Q: Is Guinea worm disease near its end? What programs were put in place to eradicate this disease?
—John Walter, Atlanta
A: Guinea worm disease cases have declined from 3.5 million annually in 1986 to a reported 30 cases worldwide in 2017, a reduction of 99.9 percent, according to the Carter Center, which is leading the international campaign to eradicate the disease.
“Guinea worm disease is set to become the second human disease in history, after smallpox, to be eradicated. It will be the first parasitic disease to be eradicated and the first disease to be eradicated without the use of a vaccine or medicine,” according to the Carter Center’s website.
Three countries — Chad, Ethiopia and South Sudan — reported local Guinea worm disease cases in 2016, compared to 21 countries in Asia and Africa in 1986, according to the Carter Center and Centers for Disease Control and Prevention.

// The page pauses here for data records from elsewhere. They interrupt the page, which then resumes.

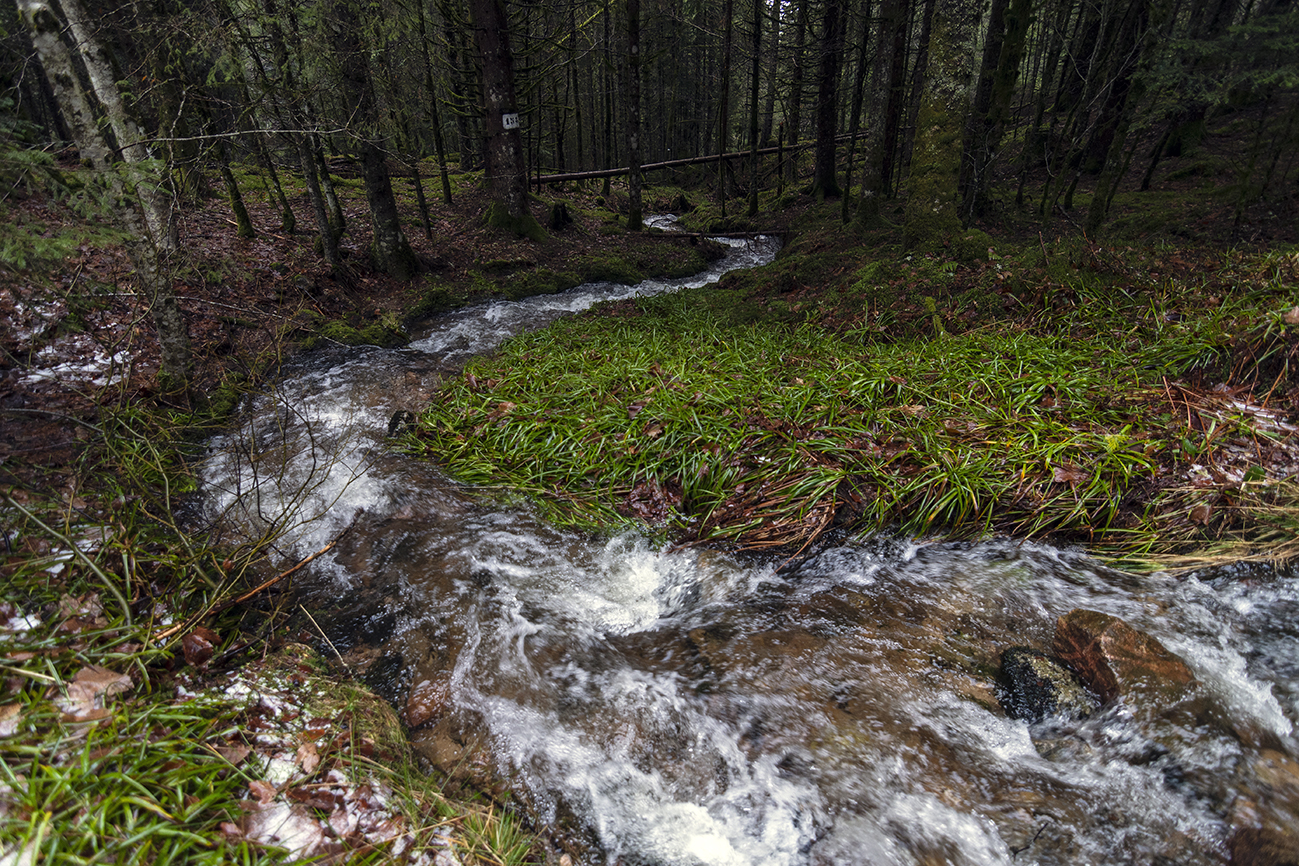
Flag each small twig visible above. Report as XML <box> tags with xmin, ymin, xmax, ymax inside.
<box><xmin>230</xmin><ymin>526</ymin><xmax>352</xmax><ymax>605</ymax></box>
<box><xmin>297</xmin><ymin>605</ymin><xmax>352</xmax><ymax>675</ymax></box>
<box><xmin>153</xmin><ymin>526</ymin><xmax>352</xmax><ymax>641</ymax></box>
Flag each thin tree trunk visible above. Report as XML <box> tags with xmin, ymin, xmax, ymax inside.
<box><xmin>785</xmin><ymin>0</ymin><xmax>809</xmax><ymax>184</ymax></box>
<box><xmin>812</xmin><ymin>0</ymin><xmax>844</xmax><ymax>199</ymax></box>
<box><xmin>414</xmin><ymin>0</ymin><xmax>451</xmax><ymax>203</ymax></box>
<box><xmin>748</xmin><ymin>0</ymin><xmax>763</xmax><ymax>217</ymax></box>
<box><xmin>627</xmin><ymin>0</ymin><xmax>642</xmax><ymax>231</ymax></box>
<box><xmin>904</xmin><ymin>0</ymin><xmax>979</xmax><ymax>247</ymax></box>
<box><xmin>717</xmin><ymin>0</ymin><xmax>735</xmax><ymax>219</ymax></box>
<box><xmin>18</xmin><ymin>0</ymin><xmax>191</xmax><ymax>393</ymax></box>
<box><xmin>839</xmin><ymin>0</ymin><xmax>885</xmax><ymax>223</ymax></box>
<box><xmin>470</xmin><ymin>0</ymin><xmax>540</xmax><ymax>236</ymax></box>
<box><xmin>857</xmin><ymin>0</ymin><xmax>903</xmax><ymax>229</ymax></box>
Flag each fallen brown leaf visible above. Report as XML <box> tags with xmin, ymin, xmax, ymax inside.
<box><xmin>248</xmin><ymin>779</ymin><xmax>275</xmax><ymax>805</ymax></box>
<box><xmin>297</xmin><ymin>743</ymin><xmax>321</xmax><ymax>775</ymax></box>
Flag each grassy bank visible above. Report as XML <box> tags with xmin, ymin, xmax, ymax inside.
<box><xmin>0</xmin><ymin>408</ymin><xmax>539</xmax><ymax>863</ymax></box>
<box><xmin>420</xmin><ymin>220</ymin><xmax>1299</xmax><ymax>560</ymax></box>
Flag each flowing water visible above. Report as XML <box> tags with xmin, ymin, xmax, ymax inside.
<box><xmin>197</xmin><ymin>225</ymin><xmax>1299</xmax><ymax>866</ymax></box>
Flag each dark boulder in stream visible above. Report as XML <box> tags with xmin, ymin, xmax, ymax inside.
<box><xmin>204</xmin><ymin>228</ymin><xmax>1299</xmax><ymax>866</ymax></box>
<box><xmin>996</xmin><ymin>647</ymin><xmax>1098</xmax><ymax>722</ymax></box>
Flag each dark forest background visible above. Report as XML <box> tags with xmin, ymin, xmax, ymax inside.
<box><xmin>0</xmin><ymin>0</ymin><xmax>1299</xmax><ymax>260</ymax></box>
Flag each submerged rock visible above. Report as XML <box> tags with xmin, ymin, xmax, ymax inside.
<box><xmin>996</xmin><ymin>647</ymin><xmax>1096</xmax><ymax>722</ymax></box>
<box><xmin>1052</xmin><ymin>608</ymin><xmax>1196</xmax><ymax>704</ymax></box>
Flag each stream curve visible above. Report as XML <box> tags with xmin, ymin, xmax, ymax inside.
<box><xmin>204</xmin><ymin>225</ymin><xmax>1299</xmax><ymax>866</ymax></box>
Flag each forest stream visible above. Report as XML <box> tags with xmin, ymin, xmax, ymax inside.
<box><xmin>204</xmin><ymin>223</ymin><xmax>1299</xmax><ymax>866</ymax></box>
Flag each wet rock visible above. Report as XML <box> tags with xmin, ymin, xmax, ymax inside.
<box><xmin>388</xmin><ymin>409</ymin><xmax>414</xmax><ymax>436</ymax></box>
<box><xmin>1052</xmin><ymin>608</ymin><xmax>1196</xmax><ymax>704</ymax></box>
<box><xmin>996</xmin><ymin>647</ymin><xmax>1098</xmax><ymax>722</ymax></box>
<box><xmin>1230</xmin><ymin>797</ymin><xmax>1299</xmax><ymax>866</ymax></box>
<box><xmin>401</xmin><ymin>671</ymin><xmax>451</xmax><ymax>728</ymax></box>
<box><xmin>1231</xmin><ymin>749</ymin><xmax>1299</xmax><ymax>866</ymax></box>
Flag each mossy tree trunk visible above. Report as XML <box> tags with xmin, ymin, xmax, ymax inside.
<box><xmin>904</xmin><ymin>0</ymin><xmax>981</xmax><ymax>247</ymax></box>
<box><xmin>959</xmin><ymin>0</ymin><xmax>1034</xmax><ymax>226</ymax></box>
<box><xmin>627</xmin><ymin>0</ymin><xmax>642</xmax><ymax>231</ymax></box>
<box><xmin>857</xmin><ymin>0</ymin><xmax>905</xmax><ymax>227</ymax></box>
<box><xmin>785</xmin><ymin>0</ymin><xmax>811</xmax><ymax>183</ymax></box>
<box><xmin>469</xmin><ymin>0</ymin><xmax>542</xmax><ymax>236</ymax></box>
<box><xmin>18</xmin><ymin>0</ymin><xmax>191</xmax><ymax>392</ymax></box>
<box><xmin>812</xmin><ymin>0</ymin><xmax>844</xmax><ymax>199</ymax></box>
<box><xmin>717</xmin><ymin>0</ymin><xmax>735</xmax><ymax>219</ymax></box>
<box><xmin>329</xmin><ymin>0</ymin><xmax>418</xmax><ymax>279</ymax></box>
<box><xmin>747</xmin><ymin>0</ymin><xmax>763</xmax><ymax>217</ymax></box>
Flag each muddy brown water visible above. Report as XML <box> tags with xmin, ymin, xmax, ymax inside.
<box><xmin>197</xmin><ymin>225</ymin><xmax>1299</xmax><ymax>866</ymax></box>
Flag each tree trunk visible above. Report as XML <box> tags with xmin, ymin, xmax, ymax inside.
<box><xmin>748</xmin><ymin>0</ymin><xmax>763</xmax><ymax>217</ymax></box>
<box><xmin>18</xmin><ymin>0</ymin><xmax>191</xmax><ymax>392</ymax></box>
<box><xmin>717</xmin><ymin>0</ymin><xmax>735</xmax><ymax>219</ymax></box>
<box><xmin>627</xmin><ymin>0</ymin><xmax>642</xmax><ymax>231</ymax></box>
<box><xmin>839</xmin><ymin>0</ymin><xmax>885</xmax><ymax>225</ymax></box>
<box><xmin>903</xmin><ymin>0</ymin><xmax>979</xmax><ymax>247</ymax></box>
<box><xmin>469</xmin><ymin>0</ymin><xmax>540</xmax><ymax>238</ymax></box>
<box><xmin>414</xmin><ymin>0</ymin><xmax>451</xmax><ymax>206</ymax></box>
<box><xmin>812</xmin><ymin>0</ymin><xmax>844</xmax><ymax>199</ymax></box>
<box><xmin>330</xmin><ymin>0</ymin><xmax>418</xmax><ymax>279</ymax></box>
<box><xmin>761</xmin><ymin>0</ymin><xmax>781</xmax><ymax>147</ymax></box>
<box><xmin>857</xmin><ymin>0</ymin><xmax>903</xmax><ymax>229</ymax></box>
<box><xmin>959</xmin><ymin>0</ymin><xmax>1033</xmax><ymax>226</ymax></box>
<box><xmin>785</xmin><ymin>0</ymin><xmax>809</xmax><ymax>183</ymax></box>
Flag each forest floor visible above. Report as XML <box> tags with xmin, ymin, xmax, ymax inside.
<box><xmin>0</xmin><ymin>157</ymin><xmax>1299</xmax><ymax>862</ymax></box>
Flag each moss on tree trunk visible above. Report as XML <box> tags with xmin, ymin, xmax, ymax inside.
<box><xmin>904</xmin><ymin>0</ymin><xmax>979</xmax><ymax>248</ymax></box>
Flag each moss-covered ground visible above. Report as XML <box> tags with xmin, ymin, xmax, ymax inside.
<box><xmin>0</xmin><ymin>147</ymin><xmax>1299</xmax><ymax>862</ymax></box>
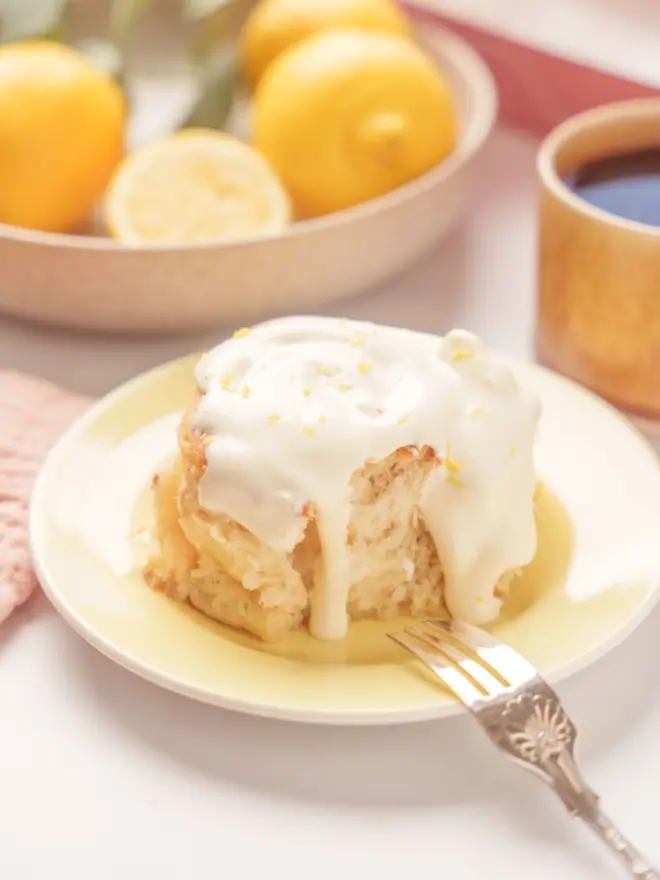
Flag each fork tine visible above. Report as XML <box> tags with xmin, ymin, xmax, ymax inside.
<box><xmin>433</xmin><ymin>620</ymin><xmax>539</xmax><ymax>687</ymax></box>
<box><xmin>387</xmin><ymin>633</ymin><xmax>484</xmax><ymax>706</ymax></box>
<box><xmin>406</xmin><ymin>627</ymin><xmax>510</xmax><ymax>697</ymax></box>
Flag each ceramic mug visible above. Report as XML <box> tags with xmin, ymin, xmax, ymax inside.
<box><xmin>537</xmin><ymin>98</ymin><xmax>660</xmax><ymax>437</ymax></box>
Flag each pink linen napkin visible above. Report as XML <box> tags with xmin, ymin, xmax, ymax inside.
<box><xmin>0</xmin><ymin>370</ymin><xmax>91</xmax><ymax>624</ymax></box>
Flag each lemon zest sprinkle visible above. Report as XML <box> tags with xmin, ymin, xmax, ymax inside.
<box><xmin>316</xmin><ymin>367</ymin><xmax>340</xmax><ymax>376</ymax></box>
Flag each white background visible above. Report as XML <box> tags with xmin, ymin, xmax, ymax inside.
<box><xmin>0</xmin><ymin>133</ymin><xmax>660</xmax><ymax>880</ymax></box>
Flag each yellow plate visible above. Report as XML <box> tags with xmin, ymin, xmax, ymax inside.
<box><xmin>31</xmin><ymin>358</ymin><xmax>660</xmax><ymax>724</ymax></box>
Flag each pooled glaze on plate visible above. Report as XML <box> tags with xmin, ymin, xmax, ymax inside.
<box><xmin>30</xmin><ymin>358</ymin><xmax>660</xmax><ymax>724</ymax></box>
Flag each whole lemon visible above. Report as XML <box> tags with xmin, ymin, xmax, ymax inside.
<box><xmin>254</xmin><ymin>31</ymin><xmax>457</xmax><ymax>217</ymax></box>
<box><xmin>242</xmin><ymin>0</ymin><xmax>410</xmax><ymax>88</ymax></box>
<box><xmin>0</xmin><ymin>41</ymin><xmax>126</xmax><ymax>232</ymax></box>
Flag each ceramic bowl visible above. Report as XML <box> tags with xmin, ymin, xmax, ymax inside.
<box><xmin>0</xmin><ymin>10</ymin><xmax>497</xmax><ymax>333</ymax></box>
<box><xmin>537</xmin><ymin>98</ymin><xmax>660</xmax><ymax>438</ymax></box>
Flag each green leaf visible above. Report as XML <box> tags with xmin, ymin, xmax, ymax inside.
<box><xmin>74</xmin><ymin>39</ymin><xmax>126</xmax><ymax>88</ymax></box>
<box><xmin>0</xmin><ymin>0</ymin><xmax>70</xmax><ymax>43</ymax></box>
<box><xmin>183</xmin><ymin>46</ymin><xmax>238</xmax><ymax>129</ymax></box>
<box><xmin>182</xmin><ymin>0</ymin><xmax>235</xmax><ymax>21</ymax></box>
<box><xmin>109</xmin><ymin>0</ymin><xmax>153</xmax><ymax>50</ymax></box>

The World Health Organization has certified 198 countries, territories and areas as free of the disease’s transmission, of as March 2016.
“Many other African countries and all of Asia are now free of GWD,” according to the CDC website.
The Guinea Worm Eradication Program, led by the Atlanta-based Carter Center, was created in 1986. The coalition includes WHO, UNICEF, the CDC and the ministries of health of endemic countries.